I had to admit I was curious. Not curious enough to go down there but curious enough to pause in my steps.
There was no one behind the counter and no one manning the security desk.
Which again was as lucky as it was not all that unusual, depending on who was on shift.
I might not have been employed here long, or much longer if someone caught me walking out the front door with a uniform full of stolen medications.
But I’d already picked up on the fact that hospital protocol was much more theory than practice at Briarwood Sanitorium.
Never leave the pharmacy unlocked, unless you forget to pull it closed. Then pray no one rats you out.
Never leave the registration counter unsupervised, unless you need a cigarette break. Or to run out for lunch. Or because Hare called you into his office. Or because we’re understaffed. Then don’t you dare bring it up.
Always change linens in pairs, unless you’re a male orderly. Then by all means, creep into female patients’ rooms whenever you like.
There was that chill again. The one crawling down my spine, especially when my eyes caught on the elevator for a second time.

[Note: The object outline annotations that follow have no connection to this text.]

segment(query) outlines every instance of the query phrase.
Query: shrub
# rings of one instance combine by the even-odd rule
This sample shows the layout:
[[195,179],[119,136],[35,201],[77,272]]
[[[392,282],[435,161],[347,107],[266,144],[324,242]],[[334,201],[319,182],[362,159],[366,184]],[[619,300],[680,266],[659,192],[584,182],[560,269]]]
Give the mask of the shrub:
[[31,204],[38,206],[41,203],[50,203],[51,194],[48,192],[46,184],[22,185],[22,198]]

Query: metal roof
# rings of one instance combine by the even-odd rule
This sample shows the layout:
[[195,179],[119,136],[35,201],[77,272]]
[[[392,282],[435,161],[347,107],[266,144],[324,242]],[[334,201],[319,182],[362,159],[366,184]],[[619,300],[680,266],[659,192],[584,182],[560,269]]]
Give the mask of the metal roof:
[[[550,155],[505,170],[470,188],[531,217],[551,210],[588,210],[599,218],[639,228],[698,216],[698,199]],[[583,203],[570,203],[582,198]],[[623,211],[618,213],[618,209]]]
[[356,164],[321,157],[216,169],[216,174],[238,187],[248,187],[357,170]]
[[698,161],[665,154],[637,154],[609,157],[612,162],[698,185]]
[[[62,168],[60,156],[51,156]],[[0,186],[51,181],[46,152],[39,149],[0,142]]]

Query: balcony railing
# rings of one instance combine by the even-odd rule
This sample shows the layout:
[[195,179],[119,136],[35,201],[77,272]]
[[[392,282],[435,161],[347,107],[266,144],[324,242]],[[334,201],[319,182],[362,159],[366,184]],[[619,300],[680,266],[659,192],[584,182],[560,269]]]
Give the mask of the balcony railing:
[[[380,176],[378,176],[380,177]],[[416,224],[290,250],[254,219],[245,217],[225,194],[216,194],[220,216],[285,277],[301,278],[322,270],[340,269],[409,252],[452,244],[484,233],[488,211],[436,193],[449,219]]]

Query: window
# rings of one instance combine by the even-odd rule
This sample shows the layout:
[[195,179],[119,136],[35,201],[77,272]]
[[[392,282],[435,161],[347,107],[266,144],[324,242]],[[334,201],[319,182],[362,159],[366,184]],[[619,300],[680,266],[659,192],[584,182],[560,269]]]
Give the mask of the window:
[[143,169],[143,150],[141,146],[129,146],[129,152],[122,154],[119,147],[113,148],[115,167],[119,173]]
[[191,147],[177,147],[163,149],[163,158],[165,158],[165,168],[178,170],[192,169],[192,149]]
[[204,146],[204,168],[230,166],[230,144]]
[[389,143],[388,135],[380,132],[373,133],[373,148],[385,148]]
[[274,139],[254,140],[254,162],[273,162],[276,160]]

Each of the numbers on top lighting up one by one as the cable car slowly made its way from the basement to the lobby.
I gasped without meaning to, tucked my hands into my pockets to ensure I still had everything I came for, and then rushed out the employee entrance, to where I’d left my car idling in the parking lot.
There were cameras everywhere, meaning there was no guarantee I’d gotten away with anything. But they were rarely pointing where they were supposed to be pointing. Not that I was all that worried about losing my license with everything else Cain said was going on behind the scenes.
Was it dumb to believe an escaped psych patient pretending to be a doctor so he could climb in through my window (or how ever he got in) to murder me?
Maybe. Probably. But it felt worse not to believe him.
He had no reason to lie to me when he was being so honest about everything else. I’d take an honest asshole over a charming snake any day of the week. Sure, both could sneak up on you, but at least one of them had the decency to warn you they were coming.